Сашка, потупясь, посмотрел на ноги ямщика.
— Будет с него, — сказал он басом, — да у меня и денег нет больше.
Граф достал из бумажника единственные две синенькие, которые были в нем, и дал одну ямщику, который поцеловал его в ручку и вышел.
— Вот пригнал! — сказал граф: — последние пять рублей.
— По-гусарски, граф, — улыбаясь, сказал один из дворян, по усам, голосу и какой-то энергической развязности в ногах, очевидно, отставной кавалерист. — Вы здесь долго намерены пробыть, граф?
— Денег достать нужно; а то бы я не остался. Да и нумеров нет. Чорт их дери, в этом кабаке проклятом...

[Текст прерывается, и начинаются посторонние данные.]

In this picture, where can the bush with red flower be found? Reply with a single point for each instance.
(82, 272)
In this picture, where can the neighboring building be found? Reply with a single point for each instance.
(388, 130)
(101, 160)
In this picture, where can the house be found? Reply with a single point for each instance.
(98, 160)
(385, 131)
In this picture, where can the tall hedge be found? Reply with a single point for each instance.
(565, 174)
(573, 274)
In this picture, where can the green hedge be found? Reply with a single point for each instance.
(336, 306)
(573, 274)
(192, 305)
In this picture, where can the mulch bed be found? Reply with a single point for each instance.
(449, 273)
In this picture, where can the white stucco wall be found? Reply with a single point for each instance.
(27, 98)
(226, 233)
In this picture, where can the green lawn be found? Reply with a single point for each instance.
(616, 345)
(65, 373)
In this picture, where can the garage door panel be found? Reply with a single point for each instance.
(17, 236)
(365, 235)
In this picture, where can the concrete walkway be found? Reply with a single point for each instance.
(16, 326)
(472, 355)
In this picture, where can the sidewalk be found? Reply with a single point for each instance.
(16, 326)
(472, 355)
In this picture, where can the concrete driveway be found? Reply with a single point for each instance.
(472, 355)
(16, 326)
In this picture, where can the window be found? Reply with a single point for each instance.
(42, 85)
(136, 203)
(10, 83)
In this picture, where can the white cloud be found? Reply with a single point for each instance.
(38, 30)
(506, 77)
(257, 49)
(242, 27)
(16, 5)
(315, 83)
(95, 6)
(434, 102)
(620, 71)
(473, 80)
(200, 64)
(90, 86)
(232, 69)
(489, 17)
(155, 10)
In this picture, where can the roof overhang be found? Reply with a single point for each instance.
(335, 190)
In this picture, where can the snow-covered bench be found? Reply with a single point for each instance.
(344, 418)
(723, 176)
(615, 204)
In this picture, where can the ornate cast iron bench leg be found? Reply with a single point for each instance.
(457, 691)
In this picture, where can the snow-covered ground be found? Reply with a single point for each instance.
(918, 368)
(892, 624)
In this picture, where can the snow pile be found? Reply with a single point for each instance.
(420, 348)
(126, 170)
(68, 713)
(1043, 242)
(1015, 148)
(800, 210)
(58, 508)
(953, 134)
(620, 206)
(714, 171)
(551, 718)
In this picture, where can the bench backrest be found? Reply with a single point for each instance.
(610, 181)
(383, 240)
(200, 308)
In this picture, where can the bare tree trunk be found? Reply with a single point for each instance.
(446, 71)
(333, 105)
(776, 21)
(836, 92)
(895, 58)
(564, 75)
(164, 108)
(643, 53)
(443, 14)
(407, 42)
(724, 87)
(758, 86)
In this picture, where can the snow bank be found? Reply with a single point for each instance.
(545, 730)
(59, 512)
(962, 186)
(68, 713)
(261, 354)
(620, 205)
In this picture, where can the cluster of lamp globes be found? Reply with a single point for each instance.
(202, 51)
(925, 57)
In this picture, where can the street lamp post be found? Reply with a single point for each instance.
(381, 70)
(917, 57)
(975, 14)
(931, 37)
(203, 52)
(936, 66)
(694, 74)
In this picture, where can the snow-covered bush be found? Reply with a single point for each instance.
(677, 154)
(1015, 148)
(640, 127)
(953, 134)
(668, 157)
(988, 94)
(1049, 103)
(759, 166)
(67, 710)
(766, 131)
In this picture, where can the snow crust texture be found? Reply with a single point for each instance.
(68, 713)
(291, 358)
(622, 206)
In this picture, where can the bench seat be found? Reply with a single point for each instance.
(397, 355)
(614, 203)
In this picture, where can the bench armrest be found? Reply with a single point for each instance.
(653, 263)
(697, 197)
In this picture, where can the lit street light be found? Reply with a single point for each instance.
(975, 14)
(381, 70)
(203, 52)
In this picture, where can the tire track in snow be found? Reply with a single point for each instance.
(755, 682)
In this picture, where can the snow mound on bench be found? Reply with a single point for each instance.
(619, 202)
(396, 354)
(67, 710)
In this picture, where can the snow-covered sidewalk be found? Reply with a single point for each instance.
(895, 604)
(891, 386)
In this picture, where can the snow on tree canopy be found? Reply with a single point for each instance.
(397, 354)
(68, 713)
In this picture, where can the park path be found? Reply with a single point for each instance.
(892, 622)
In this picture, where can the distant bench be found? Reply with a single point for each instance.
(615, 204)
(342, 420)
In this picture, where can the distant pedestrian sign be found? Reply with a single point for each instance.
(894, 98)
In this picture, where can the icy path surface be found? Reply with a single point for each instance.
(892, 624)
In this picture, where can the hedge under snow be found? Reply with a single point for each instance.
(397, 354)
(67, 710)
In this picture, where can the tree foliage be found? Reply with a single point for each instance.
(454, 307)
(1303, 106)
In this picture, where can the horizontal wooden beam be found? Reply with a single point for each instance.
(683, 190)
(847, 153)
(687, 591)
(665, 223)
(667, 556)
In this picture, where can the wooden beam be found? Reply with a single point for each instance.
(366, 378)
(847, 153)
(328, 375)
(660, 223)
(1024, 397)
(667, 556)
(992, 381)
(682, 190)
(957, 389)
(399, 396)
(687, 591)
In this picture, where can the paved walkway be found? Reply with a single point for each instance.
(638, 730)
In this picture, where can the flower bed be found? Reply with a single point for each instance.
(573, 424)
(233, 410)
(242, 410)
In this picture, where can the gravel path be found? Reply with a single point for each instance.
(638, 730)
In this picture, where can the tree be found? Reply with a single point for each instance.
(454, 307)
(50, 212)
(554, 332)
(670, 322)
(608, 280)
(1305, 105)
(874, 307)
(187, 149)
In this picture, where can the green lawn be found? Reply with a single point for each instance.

— Позвольте, граф, — возразил кавалерист, — да не угодно ли ко мне? Я вот здесь, в седьмом нумере. Коли не побрезгуете покамест проночевать. А вы пробудьте у нас денька три. Нынче же бал у предводителя. Как бы он рад был!
— Право, граф, погостите, — подхватил другой из собеседников, красивый молодой человек: — куда вам торопиться! А ведь это в три года раз бывает — выборы. Посмотрели бы хоть на наших барышень, граф!
— Сашка! давай белье: поеду в баню, — сказал граф, вставая. — А оттуда, посмотрим, может, и в самом деле к предводителю дернуть.
Потом он позвал полового, поговорил о чем-то с ним, на что половой, усмехнувшись, ответил, «что всё дело рук человеческих», и вышел.
— Так я, батюшка, к вам в нумер велю перенести чемодан, — крикнул граф из-за двери.
— Сделайте одолжение, осчастливите, — отвечал кавалерист, подбегая к двери. — Седьмой нумер! не забудьте.
Когда шаги его уже перестали быть слышны, кавалерист вернулся на свое место и, подсев ближе к чиновнику и взглянув ему прямо улыбающимися глазами в лицо, сказал:
— А ведь это тот самый.
— Ну?
— Уж я тебе говорю, что тот самый дуэлист-гусар, — ну, Турбин, известный. Он меня узнал, пари держу, что узнал. Как же, мы в Лебедяни с ним кутили вместе три недели без просыпу, когда я за ремонтом был. Там одна штука была — мы вместе сотворили — от этого он как будто ничего. А молодчина, а?